Throughout the past year, rent increases have been occurring not just in the city of Brookline, but across the entire metro. Of the largest 10 cities that we have data for in the Boston metro, 9 of them have seen prices rise. Here's a look at how rents compare across some of the largest cities in the metro.

  • Somerville has seen the fastest rent growth in the metro, with a year-over-year increase of 8.0%. The median two-bedroom there costs $2,110, while one-bedrooms go for $1,700.
  • Over the past year, Marlborough is the only city in the metro that has seen rents fall, with a decline of 2.9%. Median two-bedrooms there cost $1,510, while one-bedrooms go for $1,200.
  • Haverhill has the least expensive rents in the Boston metro, with a two-bedroom median of $1,460; rents were up 0.8% over the past month and 2.3% over the past year.
  • Brookline has the most expensive rents of the largest cities in the Boston metro, with a two-bedroom median of $2,630; rents decreased 0.3% over the past month but were up 4.0% over the past year.

Many large cities nationwide show more affordable rents compared to Brookline

As rents have increased in Brookline, large cities nationwide have seen rents grow more modestly, or in some cases, even decline. Compared to most large cities across the country, Brookline is less affordable for renters.

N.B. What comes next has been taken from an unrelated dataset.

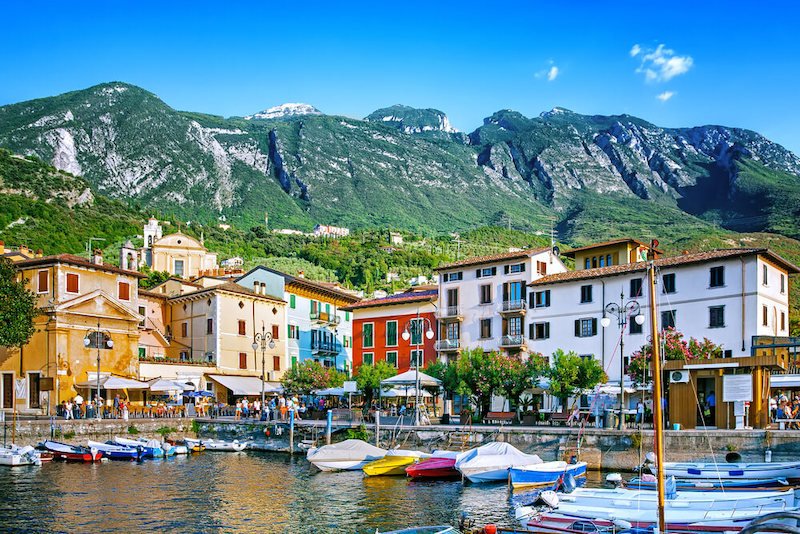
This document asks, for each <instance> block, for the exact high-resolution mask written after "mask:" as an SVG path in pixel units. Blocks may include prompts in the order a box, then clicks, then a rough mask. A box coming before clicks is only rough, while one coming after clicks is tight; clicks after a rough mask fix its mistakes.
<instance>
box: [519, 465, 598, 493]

  • Massachusetts as a whole has logged 3.8% year-over-year growth, while rent trends across other cities throughout the state have varied.
  • Brookline's median two-bedroom rent of $2,630 is above the national average of $1,160. Nationwide, rents have grown by 3.0% over the past year compared to the 4.0% rise in Brookline.
  • While Brookline's rents rose over the past year, some cities nationwide saw decreases, including DC (-0.5%) and Miami (-0.4%).
  • Renters will generally find more expensive prices in Brookline than most large cities. For example, Philadelphia has a median 2BR rent of $1,170, where Brookline is more than twice that price.

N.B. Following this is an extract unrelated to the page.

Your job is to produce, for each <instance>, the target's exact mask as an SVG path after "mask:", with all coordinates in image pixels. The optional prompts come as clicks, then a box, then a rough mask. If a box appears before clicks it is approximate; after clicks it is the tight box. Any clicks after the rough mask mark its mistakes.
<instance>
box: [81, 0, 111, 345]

For more information check out our national report. You can also access our full data for cities and counties across the U.S. at this link.
City Median 1BR price Median 2BR price M/M price change Y/Y price change
Boston $1,690 $2,090 0.2% 2.3%
Lowell $1,240 $1,530 -1.0% 4.0%
Cambridge $1,820 $2,260 1.0% 3.3%
Quincy $1,500 $1,860 0.5% 1.9%
Somerville $1,700 $2,110 0.5% 8.0%
Framingham $1,490 $1,850 -0.1% 0.8%
Haverhill $1,180 $1,460 0.8% 2.3%
Waltham $1,710 $2,110 -0.7% 3.1%
Brookline $2,120 $2,630 -0.3% 4.0%
Marlborough $1,200 $1,510 -0.9% -2.9%

Methodology - Recent Updates:

Data from private listing sites, including our own, tends to skew toward luxury apartments, which introduces sample bias when estimates are calculated directly from these listings. To address these limitations, we’ve recently made major updates to our methodology, which we believe have greatly improved the accuracy and reliability of our estimates.

Read more about our new methodology below, or see a more detailed post here.

Methodology:

Apartment List is committed to making our rent estimates the best and most accurate available. To do this, we start with reliable median rent statistics from the Census Bureau, then extrapolate them forward to the current month using a growth rate calculated from our listing data. In doing so, we use a same-unit analysis similar to Case-Shiller’s approach, comparing only units that are available across both time periods to provide an accurate picture of rent growth in cities across the country.

Our approach corrects for the sample bias inherent in other private sources, producing results that are much closer to statistics published by the Census Bureau and HUD. Our methodology also allows us to construct a picture of rent growth over an extended period of time, with estimates that are updated each month.

Read more about our methodology here.

About Rent Reports:

Apartment List publishes monthly reports on rental trends for hundreds of cities across the U.S. We intend these reports to be a source of reliable information that help renters and policymakers make sound decisions, and we invest significant time and effort in gathering and analyzing rent data. Our work is covered regularly by journalists across the country.

We are continuously working to improve our methodology and data, with the goal of providing renters with the information that they need to make the best decisions.